Doctors Must Give Life-or-Death News in Person, Not by Telemedicine

Arthur L. Caplan, PhD


April 01, 2019

This transcript has been edited for clarity.

Hi. I'm Art Caplan. I'm the head of the Division of Medical Ethics at the NYU School of Medicine.

A patient in the Kaiser Hospital in Fremont, California, was 78 years old, had severe lung disease, had been admitted three times, and was clearly terminally ill. I think his daughter and the doctors treating him knew that.

However, for some reason, during his third admission, a robot bearing a video screen entered the room to the amazement, I think, of both the patient and the doctor—they hadn't been expecting this.

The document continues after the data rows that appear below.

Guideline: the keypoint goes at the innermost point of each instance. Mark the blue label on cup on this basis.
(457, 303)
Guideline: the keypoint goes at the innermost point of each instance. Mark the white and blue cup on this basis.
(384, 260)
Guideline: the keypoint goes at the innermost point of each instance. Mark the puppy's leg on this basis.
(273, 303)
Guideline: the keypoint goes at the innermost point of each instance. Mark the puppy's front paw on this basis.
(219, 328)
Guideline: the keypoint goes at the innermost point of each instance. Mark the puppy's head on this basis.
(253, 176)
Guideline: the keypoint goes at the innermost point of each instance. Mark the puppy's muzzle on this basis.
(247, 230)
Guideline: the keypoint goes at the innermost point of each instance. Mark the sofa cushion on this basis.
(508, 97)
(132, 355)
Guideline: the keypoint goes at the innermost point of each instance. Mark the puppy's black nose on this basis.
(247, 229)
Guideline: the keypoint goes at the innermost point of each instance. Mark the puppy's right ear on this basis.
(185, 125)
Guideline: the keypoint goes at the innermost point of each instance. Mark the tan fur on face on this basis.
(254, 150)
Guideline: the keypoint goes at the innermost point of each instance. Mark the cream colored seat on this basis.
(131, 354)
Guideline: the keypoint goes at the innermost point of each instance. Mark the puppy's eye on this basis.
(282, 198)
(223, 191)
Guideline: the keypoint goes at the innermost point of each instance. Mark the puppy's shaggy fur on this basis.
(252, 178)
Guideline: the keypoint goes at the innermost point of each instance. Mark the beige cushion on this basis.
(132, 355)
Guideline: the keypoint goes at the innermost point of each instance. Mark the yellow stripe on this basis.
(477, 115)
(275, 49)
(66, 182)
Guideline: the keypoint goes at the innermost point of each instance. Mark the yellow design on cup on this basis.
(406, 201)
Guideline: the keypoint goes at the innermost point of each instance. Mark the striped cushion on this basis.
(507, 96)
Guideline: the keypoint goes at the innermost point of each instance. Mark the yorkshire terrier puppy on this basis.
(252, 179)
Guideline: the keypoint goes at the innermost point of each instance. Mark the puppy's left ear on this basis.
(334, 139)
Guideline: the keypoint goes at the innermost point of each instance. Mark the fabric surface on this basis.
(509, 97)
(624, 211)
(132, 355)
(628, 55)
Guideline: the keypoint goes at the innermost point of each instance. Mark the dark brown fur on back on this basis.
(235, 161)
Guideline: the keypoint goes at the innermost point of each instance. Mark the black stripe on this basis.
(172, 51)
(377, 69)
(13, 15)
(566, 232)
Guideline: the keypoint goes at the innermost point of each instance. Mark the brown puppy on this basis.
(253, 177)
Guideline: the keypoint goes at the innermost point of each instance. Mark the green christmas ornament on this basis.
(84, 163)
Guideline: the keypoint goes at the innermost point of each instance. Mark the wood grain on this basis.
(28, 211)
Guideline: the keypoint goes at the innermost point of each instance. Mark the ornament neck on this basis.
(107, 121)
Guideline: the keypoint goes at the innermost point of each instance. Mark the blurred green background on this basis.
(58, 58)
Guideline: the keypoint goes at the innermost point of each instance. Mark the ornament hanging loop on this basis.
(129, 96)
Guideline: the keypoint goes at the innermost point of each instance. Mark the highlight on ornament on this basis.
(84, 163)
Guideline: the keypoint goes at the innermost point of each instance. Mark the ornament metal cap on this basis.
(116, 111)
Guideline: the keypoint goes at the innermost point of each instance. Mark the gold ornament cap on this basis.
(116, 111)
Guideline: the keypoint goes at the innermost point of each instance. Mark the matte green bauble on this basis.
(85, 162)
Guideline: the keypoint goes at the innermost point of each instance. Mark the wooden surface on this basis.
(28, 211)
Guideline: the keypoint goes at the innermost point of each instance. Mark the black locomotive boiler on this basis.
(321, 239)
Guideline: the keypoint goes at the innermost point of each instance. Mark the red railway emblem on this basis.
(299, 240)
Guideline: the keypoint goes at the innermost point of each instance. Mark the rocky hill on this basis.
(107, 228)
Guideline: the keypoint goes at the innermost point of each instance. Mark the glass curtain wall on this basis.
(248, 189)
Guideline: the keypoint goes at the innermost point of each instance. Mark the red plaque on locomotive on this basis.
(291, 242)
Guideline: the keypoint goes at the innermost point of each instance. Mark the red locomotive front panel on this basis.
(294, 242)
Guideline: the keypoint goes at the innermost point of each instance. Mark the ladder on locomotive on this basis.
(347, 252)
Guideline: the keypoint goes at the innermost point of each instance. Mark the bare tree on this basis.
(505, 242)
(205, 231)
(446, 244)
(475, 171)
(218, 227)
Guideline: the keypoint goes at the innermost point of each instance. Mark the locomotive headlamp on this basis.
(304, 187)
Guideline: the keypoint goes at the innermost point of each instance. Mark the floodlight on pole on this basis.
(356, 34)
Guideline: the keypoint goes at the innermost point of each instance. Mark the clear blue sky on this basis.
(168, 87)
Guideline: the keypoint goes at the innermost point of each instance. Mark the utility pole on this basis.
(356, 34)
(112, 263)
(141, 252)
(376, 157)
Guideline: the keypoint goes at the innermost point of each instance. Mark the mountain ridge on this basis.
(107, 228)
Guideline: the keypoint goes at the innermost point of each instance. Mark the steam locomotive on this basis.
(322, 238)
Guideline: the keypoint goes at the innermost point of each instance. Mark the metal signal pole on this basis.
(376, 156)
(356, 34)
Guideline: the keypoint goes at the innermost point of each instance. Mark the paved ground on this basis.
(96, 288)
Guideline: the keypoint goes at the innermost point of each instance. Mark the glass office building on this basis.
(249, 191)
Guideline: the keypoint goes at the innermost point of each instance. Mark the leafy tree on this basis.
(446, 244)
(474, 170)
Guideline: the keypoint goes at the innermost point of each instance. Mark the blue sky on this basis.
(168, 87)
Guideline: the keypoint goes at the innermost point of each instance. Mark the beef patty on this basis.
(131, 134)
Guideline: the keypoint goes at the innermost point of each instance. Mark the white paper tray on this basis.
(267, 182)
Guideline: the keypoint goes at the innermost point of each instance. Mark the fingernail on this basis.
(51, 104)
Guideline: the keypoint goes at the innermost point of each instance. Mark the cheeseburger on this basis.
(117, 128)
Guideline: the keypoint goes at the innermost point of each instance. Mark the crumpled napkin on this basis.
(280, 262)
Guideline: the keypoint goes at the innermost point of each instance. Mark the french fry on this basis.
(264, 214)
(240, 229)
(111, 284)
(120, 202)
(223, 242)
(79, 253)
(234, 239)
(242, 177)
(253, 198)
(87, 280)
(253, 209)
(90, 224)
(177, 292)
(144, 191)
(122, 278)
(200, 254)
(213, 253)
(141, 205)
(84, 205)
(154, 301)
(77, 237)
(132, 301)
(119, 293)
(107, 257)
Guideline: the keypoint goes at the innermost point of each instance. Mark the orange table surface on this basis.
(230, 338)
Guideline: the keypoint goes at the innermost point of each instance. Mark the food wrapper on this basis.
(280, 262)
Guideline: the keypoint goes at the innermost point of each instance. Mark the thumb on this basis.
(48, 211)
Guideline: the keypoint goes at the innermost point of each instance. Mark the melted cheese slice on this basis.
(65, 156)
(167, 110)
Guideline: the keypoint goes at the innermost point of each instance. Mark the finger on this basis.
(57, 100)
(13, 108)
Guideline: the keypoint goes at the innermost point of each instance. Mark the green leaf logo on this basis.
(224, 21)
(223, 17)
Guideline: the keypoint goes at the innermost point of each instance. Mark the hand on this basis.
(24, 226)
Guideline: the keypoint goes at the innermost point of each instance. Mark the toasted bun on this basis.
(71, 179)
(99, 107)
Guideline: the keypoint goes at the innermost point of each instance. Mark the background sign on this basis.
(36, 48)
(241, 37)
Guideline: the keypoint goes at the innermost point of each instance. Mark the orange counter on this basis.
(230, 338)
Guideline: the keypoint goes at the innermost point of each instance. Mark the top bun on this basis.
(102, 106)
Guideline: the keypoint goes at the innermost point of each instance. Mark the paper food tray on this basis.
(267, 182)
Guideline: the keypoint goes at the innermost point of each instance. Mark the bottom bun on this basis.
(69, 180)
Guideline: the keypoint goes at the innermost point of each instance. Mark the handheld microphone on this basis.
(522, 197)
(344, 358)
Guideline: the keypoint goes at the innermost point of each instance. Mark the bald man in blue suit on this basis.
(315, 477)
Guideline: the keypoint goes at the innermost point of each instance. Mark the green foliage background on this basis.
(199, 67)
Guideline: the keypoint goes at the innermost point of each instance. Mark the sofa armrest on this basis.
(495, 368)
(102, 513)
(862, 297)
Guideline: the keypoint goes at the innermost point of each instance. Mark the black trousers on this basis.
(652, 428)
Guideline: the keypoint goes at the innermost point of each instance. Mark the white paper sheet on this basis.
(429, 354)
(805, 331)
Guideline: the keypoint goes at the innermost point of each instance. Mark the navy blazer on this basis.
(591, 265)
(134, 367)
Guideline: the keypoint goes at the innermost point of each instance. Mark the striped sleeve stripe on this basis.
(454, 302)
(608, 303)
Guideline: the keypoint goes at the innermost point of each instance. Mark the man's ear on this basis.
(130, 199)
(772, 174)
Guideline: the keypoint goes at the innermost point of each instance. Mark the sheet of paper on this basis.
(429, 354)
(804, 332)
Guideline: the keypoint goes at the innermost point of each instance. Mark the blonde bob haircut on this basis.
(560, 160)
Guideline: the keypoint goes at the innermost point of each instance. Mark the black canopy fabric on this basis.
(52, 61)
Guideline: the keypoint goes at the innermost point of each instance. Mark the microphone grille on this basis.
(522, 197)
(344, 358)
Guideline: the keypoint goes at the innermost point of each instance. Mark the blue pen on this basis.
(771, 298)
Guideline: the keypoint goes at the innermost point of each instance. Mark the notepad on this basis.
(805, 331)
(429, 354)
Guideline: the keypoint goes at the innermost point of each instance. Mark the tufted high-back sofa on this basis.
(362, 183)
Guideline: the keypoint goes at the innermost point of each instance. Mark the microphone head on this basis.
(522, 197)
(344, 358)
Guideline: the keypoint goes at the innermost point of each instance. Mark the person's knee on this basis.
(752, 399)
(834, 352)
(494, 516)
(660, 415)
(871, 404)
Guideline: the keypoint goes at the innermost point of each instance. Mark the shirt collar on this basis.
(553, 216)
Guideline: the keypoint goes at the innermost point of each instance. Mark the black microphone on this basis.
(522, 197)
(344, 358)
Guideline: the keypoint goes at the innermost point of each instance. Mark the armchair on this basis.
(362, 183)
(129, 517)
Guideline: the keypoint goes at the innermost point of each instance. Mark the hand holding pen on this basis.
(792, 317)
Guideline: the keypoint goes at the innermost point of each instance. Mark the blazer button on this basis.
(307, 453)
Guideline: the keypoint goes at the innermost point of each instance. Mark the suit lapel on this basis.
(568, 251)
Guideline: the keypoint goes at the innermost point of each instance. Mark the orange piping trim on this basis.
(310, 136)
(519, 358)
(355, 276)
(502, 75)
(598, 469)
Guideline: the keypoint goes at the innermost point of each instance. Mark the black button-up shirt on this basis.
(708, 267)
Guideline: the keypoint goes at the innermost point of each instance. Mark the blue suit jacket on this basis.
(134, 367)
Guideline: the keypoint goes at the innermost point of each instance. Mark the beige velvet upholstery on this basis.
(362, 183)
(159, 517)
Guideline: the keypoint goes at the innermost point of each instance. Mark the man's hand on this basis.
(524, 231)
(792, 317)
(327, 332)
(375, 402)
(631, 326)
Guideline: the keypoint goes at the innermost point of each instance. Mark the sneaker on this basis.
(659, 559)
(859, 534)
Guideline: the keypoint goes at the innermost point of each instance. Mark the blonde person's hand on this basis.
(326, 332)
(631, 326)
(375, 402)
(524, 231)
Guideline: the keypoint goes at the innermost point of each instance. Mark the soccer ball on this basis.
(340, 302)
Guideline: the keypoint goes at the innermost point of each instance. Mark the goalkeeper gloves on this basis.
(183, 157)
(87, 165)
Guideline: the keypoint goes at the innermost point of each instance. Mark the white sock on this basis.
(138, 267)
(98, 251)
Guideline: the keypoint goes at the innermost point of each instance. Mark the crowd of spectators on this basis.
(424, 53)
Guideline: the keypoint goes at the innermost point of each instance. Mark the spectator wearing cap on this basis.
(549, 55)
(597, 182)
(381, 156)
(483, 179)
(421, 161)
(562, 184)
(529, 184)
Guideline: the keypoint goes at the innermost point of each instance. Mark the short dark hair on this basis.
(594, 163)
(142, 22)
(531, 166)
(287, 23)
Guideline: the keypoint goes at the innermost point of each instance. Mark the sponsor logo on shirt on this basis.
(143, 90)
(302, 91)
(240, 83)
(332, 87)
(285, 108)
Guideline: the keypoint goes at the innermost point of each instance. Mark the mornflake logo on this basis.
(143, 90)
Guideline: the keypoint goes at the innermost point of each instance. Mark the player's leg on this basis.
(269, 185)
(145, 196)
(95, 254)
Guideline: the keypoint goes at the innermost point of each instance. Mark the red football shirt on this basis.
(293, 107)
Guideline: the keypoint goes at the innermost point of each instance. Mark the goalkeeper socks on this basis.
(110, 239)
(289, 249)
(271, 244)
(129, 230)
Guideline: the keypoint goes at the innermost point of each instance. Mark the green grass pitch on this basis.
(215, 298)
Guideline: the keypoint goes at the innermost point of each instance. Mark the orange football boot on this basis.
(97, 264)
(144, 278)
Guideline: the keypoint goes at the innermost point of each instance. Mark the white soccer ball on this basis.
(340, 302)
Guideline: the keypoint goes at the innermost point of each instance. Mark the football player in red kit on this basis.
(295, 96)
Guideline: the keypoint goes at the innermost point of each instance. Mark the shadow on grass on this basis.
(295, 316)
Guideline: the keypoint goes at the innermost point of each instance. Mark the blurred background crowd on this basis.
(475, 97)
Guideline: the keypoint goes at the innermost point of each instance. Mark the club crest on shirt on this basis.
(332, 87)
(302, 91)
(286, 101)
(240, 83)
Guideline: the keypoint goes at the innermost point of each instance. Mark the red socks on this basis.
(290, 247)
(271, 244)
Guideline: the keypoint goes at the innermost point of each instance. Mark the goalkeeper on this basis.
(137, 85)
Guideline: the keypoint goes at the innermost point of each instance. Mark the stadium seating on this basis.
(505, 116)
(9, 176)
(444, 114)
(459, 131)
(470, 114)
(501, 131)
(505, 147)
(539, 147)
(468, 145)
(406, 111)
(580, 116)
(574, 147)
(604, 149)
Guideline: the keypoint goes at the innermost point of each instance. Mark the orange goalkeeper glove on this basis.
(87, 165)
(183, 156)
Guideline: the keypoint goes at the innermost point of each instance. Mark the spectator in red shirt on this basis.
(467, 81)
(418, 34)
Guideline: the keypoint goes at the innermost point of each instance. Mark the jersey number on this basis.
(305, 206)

A discussion took place with a physician—although I don't know the specialty or where the doctor was actually located—in which this doctor said he did not think that the patient was going to go home, and that they needed to think about managing pain control and moving to comfort care. When the daughter asked if hospice was possible, he said he didn't think so.

They had a very detailed end-of-life discussion, but it was by television and delivered by a mobile robot. I'm not against telemedicine—I've said that before on other opinion pieces I've presented to you—but this seemed to me to be an utter ethical disaster.

The patient was hard of hearing and he couldn't really follow what the video was transmitting. The daughter was trying to translate what the doctor on the video screen was saying, but she was learning bad news for the first time and was emotionally distraught. Both the daughter and the patient expected to have a personal visit, not something done remotely by video.

It still is unclear to me why Kaiser decided to introduce this robot-borne video telemedicine approach. Were they short on doctors? Was somebody out sick? Whatever the case, the presumption has to be that we're not going to use—particularly in emotionally charged situations like end-of-life care—impersonal presentations by video. The presumption is that we will try to have face-to-face encounters.

In almost every culture in the United States, people expect to have personal contact with a doctor [or] if they want a chaplain, a social worker, or nursing involved. The team, I think, has to be there. Interpersonal contact is a key element of empathetic, patient-first care. You can't just roll in the robot-borne TV screen and expect that many patients and family members are going to be comfortable with that, which leads to the core point.

I have said that the presumption is that it will be personal. If you seek consent and educate patients that you may have to use doctors at remote locations—maybe you're in a rural area, maybe you're in a small hospital that doesn't have the right specialist to handle certain questions—well, fine. Informed consent to the use of telemedicine, I think, is just essential.

As telemedicine appears more and more in healthcare, we should be sure that patients, family members, and those who are speaking for them are comfortable with that technology. We can use telemedicine, we should use telemedicine, and I know many of you watching probably have been in situations where there were telemedicine consultations or somebody spoke with the patient from afar.

However, we must get informed consent. We must make sure that we don't come to rely on that as the standard of care. Telemedicine should be the exception, not the rule, when we get into situations like end-of-life care.

Having a patient and a daughter feel despondent and terrified, learning about the imminent death of the dad, is no time to deliver news unexpectedly by a robot-borne video screen. That's not the way to move medicine forward to show empathy and respect for our patients.

We have to do better. And I think we can, but let's learn from this mistake.

I'm Art Caplan at the NYU School of Medicine. Thank you for watching.